A contract may be either express or implied. Cal. Civil Code § 1619. "A cause of action for breach of implied contract has the same elements as does a cause of action for breach of contract, except that the promise is not expressed in words but is implied from the promisor's conduct." Yari v. Producers Guild of Am., Inc., 161 Cal.App.4th 172, 182 (2008). There cannot, however, "be a valid, express contract and an implied contract, each embracing the same subject matter, existing at the same time." Wal-Noon Corp. v. Hill, 45 Cal.App.3d 605, 613 (1975). "An oral contract claim is based on oral representations, while an implied contract claim is predicated on the promisor's conduct." Davoodi v. Imani, No. C 11-0260 SBA, 2011 WL 250392 at *3 (N.D. Cal. Jan. 26, 2011).

Defendant argues that it has plead breaches of an express, oral contract and an implied contract as separate causes of action, in the alternative. Indeed, parties may plead inconsistent allegations in the alternative. Adams v. Paul, 11 Cal.4th 583, 593 (1995). As plead here, however, the breach of implied contract and breach of oral contract claims are not distinct. Plaintiff's cause of action for breach of oral contract includes several allegations regarding oral promises, but also the allegation that Plaintiff acted "in conformity with Defendant's requirements and based upon prior identical transactions between the parties." (FAC ¶ 32.) The claim also incorporates several allegations regarding the parties' "long standing business relationship" and history of prior dealings by reference. (FAC ¶ 28.) Similarly, Plaintiffs' cause of action for breach of an implied contract refers not only to the parties' pattern of prior conduct, but also to "the contract it bargained for." (FAC ¶ 46.) The Second Cause of Action also incorporates, by reference, numerous allegations of oral promises. (FAC ¶ 37).
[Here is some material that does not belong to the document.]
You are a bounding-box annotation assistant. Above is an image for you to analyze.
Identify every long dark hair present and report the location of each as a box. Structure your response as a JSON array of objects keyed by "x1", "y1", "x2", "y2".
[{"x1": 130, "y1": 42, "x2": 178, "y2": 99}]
Plaintiff's First Amended Complaint does not adequately distinguish the breach of express, oral contract claim from the incompatible breach of implied contract claim. The Second Cause of Action is dismissed, with leave to amend.

C. Fraud

Under California law, the elements of fraud are (1) misrepresentation, (2) knowledge of falsity, (3) intent to defraud, (4) plaintiff's justifiable reliance, and (5) damages. Lazar v. Superior Court, 12 Cal.4th 631, 638 (1996). A party alleging fraud must state the circumstances constituting fraud with particularity. Fed.R.Civ.P. 9(b). See Vess v. Ciba-Geigy Corp. USA, 317 F.3d 1097, 1103 (9th Cir. 2003). This must include more than just the facts necessary to identify the transaction, and should include the "who, what, when, where, and how of the misconduct charged." Kearns v. Ford Motor Co., 567 F.3d 1120, 1124-25 (9th Cir. 2009).
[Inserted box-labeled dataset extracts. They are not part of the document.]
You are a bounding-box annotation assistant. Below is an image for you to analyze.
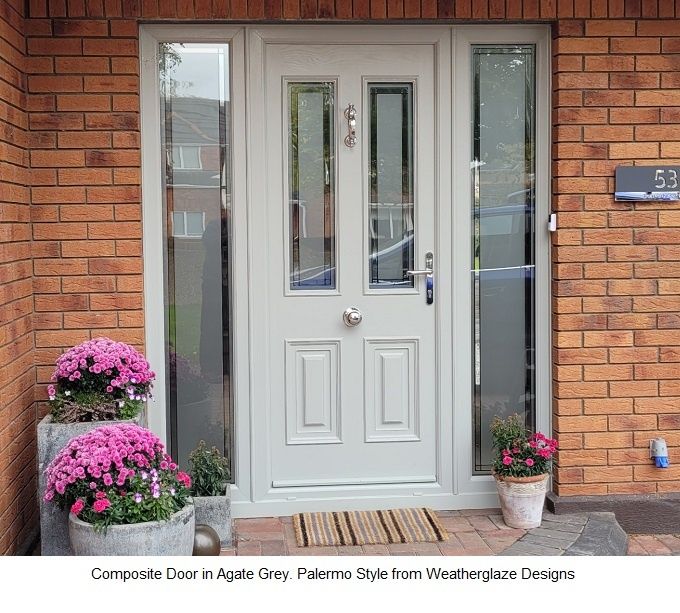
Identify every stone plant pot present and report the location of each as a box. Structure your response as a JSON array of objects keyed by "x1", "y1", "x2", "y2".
[
  {"x1": 38, "y1": 410, "x2": 146, "y2": 556},
  {"x1": 494, "y1": 473, "x2": 550, "y2": 530},
  {"x1": 68, "y1": 504, "x2": 196, "y2": 556},
  {"x1": 193, "y1": 485, "x2": 232, "y2": 548}
]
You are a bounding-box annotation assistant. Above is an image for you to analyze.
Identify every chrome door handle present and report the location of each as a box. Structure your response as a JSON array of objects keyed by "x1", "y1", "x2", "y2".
[
  {"x1": 342, "y1": 307, "x2": 363, "y2": 328},
  {"x1": 406, "y1": 251, "x2": 434, "y2": 304}
]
The FAC alleges that Cigna authorized Mountain View to perform certain medical procedures, affirmatively instructed Mountain View to perform those procedures, and promised to pay Mountain View for those procedures. (FAC ¶ 49.) The FAC further alleges that Defendant never intended to reimburse Plaintiff, and that Plaintiff performed the procedures in reliance upon Defendant's promises and prior practice of "routinely" reimbursing Plaintiff for similar medical services. (FAC ¶¶ 52-54.) These allegations, coupled with additional detailed examples of Defendant's alleged misrepresentations (FAC ¶ 51), are sufficient to enable Cigna to defend against the charge, and to establish that the filing of the FAC is not a mere pretext to discover unknown wrongs. See Kearns, 567 F.3d at 1125 (describing purposes of Rule 9(b)).[2]

C. Unjust Enrichment

The elements of an unjust enrichment claim are receipt of a benefit and unjust retention of that benefit at the expense of another. Peterson v. Cellco Partnership, 164 Cal.App.4th 1583, 1593 (2008). Like the original complaint, the FAC alleges that "Plaintiff conferred a tangible economic benefit on Defendant by rendering medical services to patients insured by Defendant." (FAC ¶ 61.) As explained in this court's earlier order, absent any explanation how provision of medical services to Cigna insureds conferred an economic benefit on Cigna itself, the claim was not adequately plead.

Plaintiffs' amended complaint now also alleges that "Defendant routinely collects premium payments by its insured in exchange for the promise to pay for medical services. Defendant received an economic benefit and is unjustly enriched by collecting premium payments from its insured and failing to pay Plaintiff for the services provided. In addition, Defendant accepted and retained the benefit of its duty to provide medical coverage to its insured." (FAC ¶ 61).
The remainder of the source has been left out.